Я не умел объяснить окружающим конструкцию моего прохожденья; и к какой бы специальности я ни причалил, к исходу четвертого семестра на меня косилися бы с точки зрения затаенной мысли, что ищет-де пристроиться к нам; мы же, руководители, право имеющие отпугнуть или принять в свое лоно, посмотрим, каков из себя.
Этот стиль обусловливал систему подлаживанья; и каждый старался всем видом своим убедить, что ботаник до мозга души, коли он собирался писать сочинение по ботанике; тот же пыжился видеться химиком; интересующихся собственными программами отрицали; и со второго же курса естественников раскалывали насильно на две только группы: на физико-химиков и на биологов; с третьего курса биологи разбивались (опять механически) на зоологов и ботаников, а физико-химики делались: только химиками, только физиками; теоретические интересы к биомеханике в связи с теоретической механикой, например, не имели реальностей.
При такой установке работ со второго же курса стало мне ясно: что с изучением Вундтов, Оствальдов — вполне ни при чем я; сочетание в чтении химика с психофизиологом и увлеченье проблемами жизни неспроста центрировали меня вокруг клетки; первый курс увлекался этими проблемами; получи я возможность нормально работать над клеточными организмами, моя специальность сложилась бы естественно; но несчастная ссора с Зографом и беспрокость его руководства лишили меня на третьем семестре органической возможности иметь специальность; что было мне делать? Варить черепа костистых рыб? Но — на каком основании? На одинаковом основании я мог мерить дожди (я их мерил!), составлять нитробензол (составлял!) и строгать древесину, при помощи микротома50 (строгал!); но прийти мне к Зелинскому, к Лейсту, иль к Тимирязеву с ласковым видом и с жестом «я — ваш», я не мог; очень многие делали так, загрунтовывая себе местечко для кандидатского сочинения и выдавая себя за поклонника только «этого вот предмета».

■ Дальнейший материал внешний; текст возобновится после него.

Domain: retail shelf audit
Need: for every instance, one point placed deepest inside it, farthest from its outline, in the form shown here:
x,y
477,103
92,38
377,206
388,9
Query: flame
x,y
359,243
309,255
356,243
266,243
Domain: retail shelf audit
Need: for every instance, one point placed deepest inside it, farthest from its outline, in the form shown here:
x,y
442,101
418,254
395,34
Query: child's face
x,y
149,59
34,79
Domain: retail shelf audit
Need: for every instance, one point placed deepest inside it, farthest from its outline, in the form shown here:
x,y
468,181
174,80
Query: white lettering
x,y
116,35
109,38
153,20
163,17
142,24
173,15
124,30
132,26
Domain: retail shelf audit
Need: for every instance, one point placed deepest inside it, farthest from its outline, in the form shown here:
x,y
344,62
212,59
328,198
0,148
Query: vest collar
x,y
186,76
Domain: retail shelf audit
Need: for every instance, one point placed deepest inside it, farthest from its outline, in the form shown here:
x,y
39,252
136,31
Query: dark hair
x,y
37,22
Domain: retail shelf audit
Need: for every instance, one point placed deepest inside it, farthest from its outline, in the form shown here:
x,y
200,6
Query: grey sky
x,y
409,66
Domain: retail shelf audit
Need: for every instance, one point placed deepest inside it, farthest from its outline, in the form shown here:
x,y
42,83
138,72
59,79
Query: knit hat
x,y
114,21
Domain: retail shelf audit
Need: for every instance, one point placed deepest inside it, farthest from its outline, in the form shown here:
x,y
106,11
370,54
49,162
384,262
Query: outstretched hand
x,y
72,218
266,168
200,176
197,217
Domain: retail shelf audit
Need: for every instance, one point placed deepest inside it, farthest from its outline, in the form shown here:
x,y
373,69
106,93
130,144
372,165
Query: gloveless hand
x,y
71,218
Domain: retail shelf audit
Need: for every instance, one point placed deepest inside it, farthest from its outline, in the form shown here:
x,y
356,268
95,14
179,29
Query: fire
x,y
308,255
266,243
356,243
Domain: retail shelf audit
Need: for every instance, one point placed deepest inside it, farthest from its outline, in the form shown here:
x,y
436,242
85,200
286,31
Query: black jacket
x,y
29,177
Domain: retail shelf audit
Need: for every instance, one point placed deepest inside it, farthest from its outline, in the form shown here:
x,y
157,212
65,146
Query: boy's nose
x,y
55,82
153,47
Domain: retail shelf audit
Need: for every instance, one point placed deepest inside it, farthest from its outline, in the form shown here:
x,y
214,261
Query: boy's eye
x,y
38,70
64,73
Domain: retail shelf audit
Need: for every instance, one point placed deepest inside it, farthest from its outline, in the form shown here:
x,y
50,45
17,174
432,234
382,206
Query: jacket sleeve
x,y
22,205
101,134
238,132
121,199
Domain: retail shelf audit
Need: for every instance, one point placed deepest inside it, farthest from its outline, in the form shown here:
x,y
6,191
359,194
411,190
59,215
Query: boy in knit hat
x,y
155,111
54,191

Положенье беспризорного трудно: химия мне давала нюх; но с проблемами биологии не хотелось расстаться; сочиненье же по химии плюс сидение в лаборатории отрезало бы от круга предметов, стоящих в моей программе.

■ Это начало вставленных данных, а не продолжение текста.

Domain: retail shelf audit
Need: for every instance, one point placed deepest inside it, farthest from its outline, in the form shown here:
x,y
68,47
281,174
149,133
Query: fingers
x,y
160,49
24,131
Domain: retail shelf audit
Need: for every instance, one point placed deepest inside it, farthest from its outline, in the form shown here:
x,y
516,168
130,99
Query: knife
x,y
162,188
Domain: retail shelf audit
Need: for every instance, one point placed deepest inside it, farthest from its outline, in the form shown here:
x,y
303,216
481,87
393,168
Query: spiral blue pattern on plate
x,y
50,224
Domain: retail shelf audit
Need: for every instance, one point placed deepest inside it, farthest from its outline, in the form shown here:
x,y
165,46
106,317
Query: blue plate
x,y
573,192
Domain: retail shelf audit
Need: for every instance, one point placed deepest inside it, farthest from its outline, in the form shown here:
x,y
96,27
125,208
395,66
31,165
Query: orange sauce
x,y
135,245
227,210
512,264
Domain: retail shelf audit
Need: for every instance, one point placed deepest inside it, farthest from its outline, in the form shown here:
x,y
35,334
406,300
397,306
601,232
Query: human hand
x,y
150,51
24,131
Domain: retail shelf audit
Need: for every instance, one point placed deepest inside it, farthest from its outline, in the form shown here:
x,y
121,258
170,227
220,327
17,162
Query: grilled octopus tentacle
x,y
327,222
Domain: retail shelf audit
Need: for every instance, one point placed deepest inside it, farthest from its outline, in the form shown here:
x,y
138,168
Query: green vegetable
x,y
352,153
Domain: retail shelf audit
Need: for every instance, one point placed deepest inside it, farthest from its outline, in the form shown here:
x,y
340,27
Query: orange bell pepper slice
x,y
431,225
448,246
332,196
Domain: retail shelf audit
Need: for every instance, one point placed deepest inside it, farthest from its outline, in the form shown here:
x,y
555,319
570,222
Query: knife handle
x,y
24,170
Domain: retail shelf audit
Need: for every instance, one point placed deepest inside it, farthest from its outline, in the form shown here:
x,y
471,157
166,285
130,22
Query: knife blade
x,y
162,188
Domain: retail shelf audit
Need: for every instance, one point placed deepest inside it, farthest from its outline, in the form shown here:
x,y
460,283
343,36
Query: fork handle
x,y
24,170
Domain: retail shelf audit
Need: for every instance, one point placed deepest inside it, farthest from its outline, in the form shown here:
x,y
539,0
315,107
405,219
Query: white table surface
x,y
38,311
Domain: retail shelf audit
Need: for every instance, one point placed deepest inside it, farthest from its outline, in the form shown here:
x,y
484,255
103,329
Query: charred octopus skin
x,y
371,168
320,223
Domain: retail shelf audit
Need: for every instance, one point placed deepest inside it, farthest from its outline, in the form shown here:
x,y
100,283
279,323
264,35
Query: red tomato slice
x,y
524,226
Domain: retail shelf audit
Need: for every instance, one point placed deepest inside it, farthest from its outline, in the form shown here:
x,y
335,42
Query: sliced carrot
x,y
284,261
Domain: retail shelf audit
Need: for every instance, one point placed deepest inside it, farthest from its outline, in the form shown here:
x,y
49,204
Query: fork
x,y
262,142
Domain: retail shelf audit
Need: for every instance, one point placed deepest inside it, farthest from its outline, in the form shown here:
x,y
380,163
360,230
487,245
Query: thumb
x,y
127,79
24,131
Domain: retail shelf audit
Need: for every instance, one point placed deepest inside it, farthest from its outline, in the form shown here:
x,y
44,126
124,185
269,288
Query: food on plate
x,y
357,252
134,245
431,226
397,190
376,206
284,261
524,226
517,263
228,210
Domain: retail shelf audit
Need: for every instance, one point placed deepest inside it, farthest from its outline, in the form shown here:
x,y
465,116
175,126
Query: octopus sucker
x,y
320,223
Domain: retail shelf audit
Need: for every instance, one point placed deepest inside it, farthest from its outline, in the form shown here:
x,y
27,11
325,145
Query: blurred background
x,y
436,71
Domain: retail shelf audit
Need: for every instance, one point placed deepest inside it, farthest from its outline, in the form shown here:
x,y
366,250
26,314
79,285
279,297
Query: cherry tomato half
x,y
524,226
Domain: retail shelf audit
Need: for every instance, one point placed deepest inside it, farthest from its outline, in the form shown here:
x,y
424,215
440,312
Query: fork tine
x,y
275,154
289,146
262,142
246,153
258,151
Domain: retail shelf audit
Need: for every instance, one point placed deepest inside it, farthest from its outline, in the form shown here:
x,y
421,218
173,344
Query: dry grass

Я и выдумал собственную двухлетку для третьего и четвертого курса (тогда разбираются специальности, пишется сочинение): сосредоточить практическую работу в лаборатории, специализироваться же формально по этнографии; предмет живой, в круг которого входит культура; но этнография, включая чтение на дому, посещенье анучинского музея, брала не слишком много времени, оставляя возможности работать на стороне, в другом круге наук.
Так вот я раздвоился: Анучину писал сочинение, а просиживал в лаборатории, вызывая недоуменье Анучина тем, что так редко к нему являюсь; и вызывая недоумение Зелинского тем, что, сдав ему экзамен на право работать с «органиками», не беру у него же и темы. Товарищи не понимали меня: и Владимиров, компанион по Анучину; и Петровский, приятнейший компанион по Зелинскому. — Последний ворчал:
— Что вы тут делаете?.. Устраиваете мне взрывы?.. Рук у вас нет.
Я же устраивал взрывы и бил колбы, не уходя от Зелинского, до четвертого курса.
Но и с Анучиным произошла неувязка.
Я явился к нему с тайной целью: специализироваться по этнографии, облюбовав свой уголок: орнамент; тогдашнее «идэ фикс»:51 формальный метод в трансформе культур (по народам, эпохам, этапам развития); в это время наметились естественнонаучные подходы к анализу древностей; интересовала трансформа морфологических линий орнамента, соотношение цветов; орнаментами я интересовался и вне университета, разглядывая коллекцию их в соловьевской квартире; естественно, потерпевши крушение с Зографом, чрез этнографию я хотел связать оба конца разъезжавшихся ножниц (естествознание и искусство) в проблеме орнамента, изучаемого научно. Тут ведь можно было работать; мечтали с Владимировым, как бок о бок усядемся: он — за костюм, а я — за орнамент.